After reading the poem, I posted the words pre-industrial and industrialized on the word wall and gave students basic definitions for both words. With partners, they chose a quotation from the poem that they felt got at the essence of what the word really meant. Then, they wrote the quotations on post-it notes and placed them next to the words on the word wall.
From that moment on, we worked to expand our basic knowledge of those words while incorporating new ones. We added “industrial revolution” to our wall and followed this addition by discussing how to organize the words in a way that would make the most sense. These discussions forced students to support their ideas with their knowledge of the word. As I listened to conversation, I heard comments including, “pre-industrial should go first since it happened first” or “industrial revolution should be in the center because it is the most important since it is a big change that happened.”

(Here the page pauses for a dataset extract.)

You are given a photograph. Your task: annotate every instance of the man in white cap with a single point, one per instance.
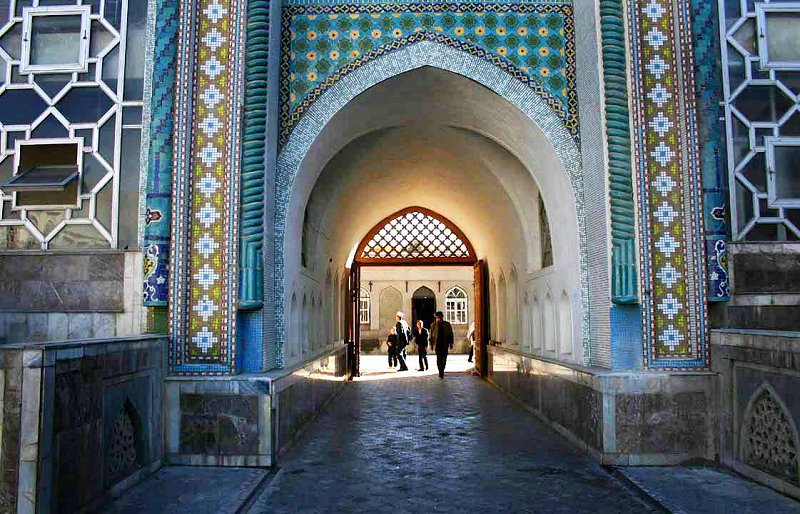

As we added new words, both content and tier 2 words, we sorted and posted them around the three big words already on the wall. So, for example, we placed capitalism near to industrialized, since capitalism is the economy that arose during this era.
As we continued researching, reading, and exploring media, we ran activities that let us play with the words. In one instance, students were placed in groups in which they made a tableaux that had to demonstrate the essence of their word. This tableaux was photographed, “cartoonfied” and added to the wall to help us remember the meaning of the word, not simply the word-for-word definition. Eventually, we modified the tableaux protocol by using the app ComicBook! and turning the word into a three-image comic strip starring ourselves.
To help us memorize the words, we created flashcards with which we played vocabulary games including Quiz Quiz Trade and Vocabulary Connections. We added these cards to the wall as a resource for students who needed extra practice. As we used the words in our writing and speech, we documented models of correct usage and added those models to our wall. When we found a photo or read a poem that got at the meaning of the word, we posted it.
I knew that I wanted to capture my students’ opinions on the words they were learning, so we added an evaluation section to our wall. This section provided a space to share and discuss our different perspectives about the positive and negative effects of industrialization.
As our wall expanded, students would more frequently consult it to it while drafting their writing pieces or preparing for discussions. Our word wall became an interactive part of the class instead of a static list of words. It also transformed into an assessment tool that I used to understand my students’ thinking. Finally, it allowed my students to explore and play with words in a way that not only helped them understand and use new words, but also learn about the multiple perspectives surrounding them.